O clima não dá trégua à agricultura italiana, uma constante que se repete ao longo dos anos. Enquanto nestas horas o alarme chega do Sul e das Ilhas dos criadores e agricultores assolados pela seca, o último relatório do Istat faz um balanço de 2023, um ano caracterizado por acontecimentos extremos infelizmente memoráveis, a começar pelas cheias de Maio na Emília Romagna, mas também de tempestades de granizo e geadas tardias e prejudiciais. O resultado é um caporetto da economia da escola primária, com cortes de produção de dois dígitos no volume de vinho (-17,4%) e fruta (-11,2%), os sectores mais afectados pelas adversidades, que no entanto não pouparam a floricultura (-3,9%), o azeite (-3%), as actividades de apoio (-1,6%) e a pecuária. (-0,9%). A nível nacional, a média de cortes foi de -1,8%, com excepção do Noroeste onde se registou um aumento de 2,3%.

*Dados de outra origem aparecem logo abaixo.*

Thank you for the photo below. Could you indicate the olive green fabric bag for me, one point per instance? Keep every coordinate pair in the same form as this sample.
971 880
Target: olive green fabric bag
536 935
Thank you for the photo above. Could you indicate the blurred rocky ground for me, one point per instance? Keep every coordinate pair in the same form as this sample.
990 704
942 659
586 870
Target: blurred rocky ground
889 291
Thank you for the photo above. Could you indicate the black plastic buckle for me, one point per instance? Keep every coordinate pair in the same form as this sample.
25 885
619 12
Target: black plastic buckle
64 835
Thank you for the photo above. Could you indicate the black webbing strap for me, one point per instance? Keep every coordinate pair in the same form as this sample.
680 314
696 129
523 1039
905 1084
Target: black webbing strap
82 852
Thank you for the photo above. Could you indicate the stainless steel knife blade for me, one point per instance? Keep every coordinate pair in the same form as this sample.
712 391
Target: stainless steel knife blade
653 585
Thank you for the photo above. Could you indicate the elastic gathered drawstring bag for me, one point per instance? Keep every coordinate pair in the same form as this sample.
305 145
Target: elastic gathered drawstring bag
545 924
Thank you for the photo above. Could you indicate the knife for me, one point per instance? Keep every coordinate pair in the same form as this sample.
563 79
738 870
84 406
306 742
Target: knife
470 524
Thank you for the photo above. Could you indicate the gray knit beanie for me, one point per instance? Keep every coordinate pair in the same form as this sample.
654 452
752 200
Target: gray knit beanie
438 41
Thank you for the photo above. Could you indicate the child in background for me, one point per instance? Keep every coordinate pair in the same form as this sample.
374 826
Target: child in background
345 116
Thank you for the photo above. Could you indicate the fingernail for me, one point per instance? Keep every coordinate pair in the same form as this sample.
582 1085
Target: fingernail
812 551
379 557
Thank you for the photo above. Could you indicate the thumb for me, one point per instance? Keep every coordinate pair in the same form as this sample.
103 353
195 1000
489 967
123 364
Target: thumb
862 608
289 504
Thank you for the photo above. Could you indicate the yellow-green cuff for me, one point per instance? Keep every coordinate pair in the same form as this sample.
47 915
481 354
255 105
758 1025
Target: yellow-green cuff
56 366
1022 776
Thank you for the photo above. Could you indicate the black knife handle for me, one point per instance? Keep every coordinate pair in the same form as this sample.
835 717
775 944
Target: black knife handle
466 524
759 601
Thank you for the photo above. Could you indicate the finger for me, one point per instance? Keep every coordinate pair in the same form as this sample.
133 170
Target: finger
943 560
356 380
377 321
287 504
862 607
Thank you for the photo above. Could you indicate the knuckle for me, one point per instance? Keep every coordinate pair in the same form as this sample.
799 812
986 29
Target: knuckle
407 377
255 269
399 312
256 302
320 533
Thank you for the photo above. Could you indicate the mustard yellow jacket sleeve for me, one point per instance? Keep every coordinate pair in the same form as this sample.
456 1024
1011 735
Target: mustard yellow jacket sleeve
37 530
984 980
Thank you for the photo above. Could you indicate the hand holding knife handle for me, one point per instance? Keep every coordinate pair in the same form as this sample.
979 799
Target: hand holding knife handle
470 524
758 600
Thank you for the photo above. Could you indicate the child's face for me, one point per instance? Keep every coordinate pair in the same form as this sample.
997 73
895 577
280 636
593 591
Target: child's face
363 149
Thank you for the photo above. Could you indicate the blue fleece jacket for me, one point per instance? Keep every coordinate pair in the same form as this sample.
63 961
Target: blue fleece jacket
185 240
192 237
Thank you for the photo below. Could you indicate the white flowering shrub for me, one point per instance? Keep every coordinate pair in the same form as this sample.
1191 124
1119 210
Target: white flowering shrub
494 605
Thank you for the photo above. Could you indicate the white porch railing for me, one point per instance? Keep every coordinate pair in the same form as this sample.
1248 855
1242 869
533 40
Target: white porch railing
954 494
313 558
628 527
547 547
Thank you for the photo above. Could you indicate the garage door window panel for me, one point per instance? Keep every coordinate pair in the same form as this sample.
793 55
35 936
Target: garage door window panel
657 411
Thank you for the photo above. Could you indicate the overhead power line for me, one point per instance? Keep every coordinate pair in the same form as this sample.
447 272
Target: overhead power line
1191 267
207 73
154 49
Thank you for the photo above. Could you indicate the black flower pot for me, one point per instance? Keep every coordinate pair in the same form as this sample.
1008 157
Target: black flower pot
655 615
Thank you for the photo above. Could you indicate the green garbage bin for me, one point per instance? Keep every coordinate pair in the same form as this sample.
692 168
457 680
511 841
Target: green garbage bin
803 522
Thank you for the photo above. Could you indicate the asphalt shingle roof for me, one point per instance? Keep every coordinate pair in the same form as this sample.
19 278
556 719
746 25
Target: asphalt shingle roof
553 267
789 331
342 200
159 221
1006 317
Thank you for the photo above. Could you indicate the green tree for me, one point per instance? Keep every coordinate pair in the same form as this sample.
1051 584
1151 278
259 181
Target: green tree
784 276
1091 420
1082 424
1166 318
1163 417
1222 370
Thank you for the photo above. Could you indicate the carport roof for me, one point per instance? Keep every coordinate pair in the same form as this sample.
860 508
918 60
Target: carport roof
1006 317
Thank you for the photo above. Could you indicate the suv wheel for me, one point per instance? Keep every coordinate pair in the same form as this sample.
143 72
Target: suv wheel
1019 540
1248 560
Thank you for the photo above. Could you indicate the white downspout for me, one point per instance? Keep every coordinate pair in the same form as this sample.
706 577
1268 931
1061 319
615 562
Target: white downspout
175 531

Segundo o Istat, o valor acrescentado agrícola caiu 2,5% em volume, em contraste com a economia nacional que apresentou um crescimento de 1,1% no seu conjunto. Quanto à silvicultura, a produção e o valor acrescentado diminuíram em volume 0,9% e 1,2%, respetivamente, enquanto nas pescas a diminuição foi de 0,5% e 3,5%. Sinal positivo apenas para culturas industriais e cerealíferas, graças ao aumento dos rendimentos por hectare. Condições climáticas adversas que impactaram o emprego na agricultura, com uma redução de 2,4% (-3,5% entre os trabalhadores independentes), mas também os investimentos que caíram tanto em valor (-2,6%) como em volume (-1,5%). Em 2023, o crescimento dos preços no produtor continuou (+3,9%), mas a taxas inferiores ao ano anterior, enquanto o aumento dos custos no setor estancou, com os preços a diminuir 2,5%, especialmente a partir de 2,5%. a segunda parte do ano. Clima que desacelerou a economia agrícola, mas não o setor agroalimentar, informa o Istat.

O valor acrescentado da indústria alimentar, das bebidas e do tabaco aumentou 2,7% em volume, enquanto o do sector agroalimentar manteve-se substancialmente inalterado face ao ano anterior (+0,1%). a economia melhorou, aumentando em 2023 para 4,2% de 3,8%, graças a um fortalecimento da contribuição da indústria alimentar (2% em comparação com 1,6% em 2022). Finalmente, a nível europeu, a Itália confirma-se em segundo lugar em valor acrescentado e em terceiro em valor de produção entre os 27 países da UE, onde a queda média foi de 0,4% e 0,8%, respectivamente. Entre os principais países produtores, a descida afectou especialmente a Grécia (-15,2%), a Dinamarca (-8,3%) e Espanha (-8,0%), com tendências negativas também registadas na Irlanda (-4,4%) e nos Países Baixos (- 1,0%); aumenta na Hungria (+25,2%), Roménia (+15,6%), França (+2,9%) e Alemanha (+2%). (LIDAR).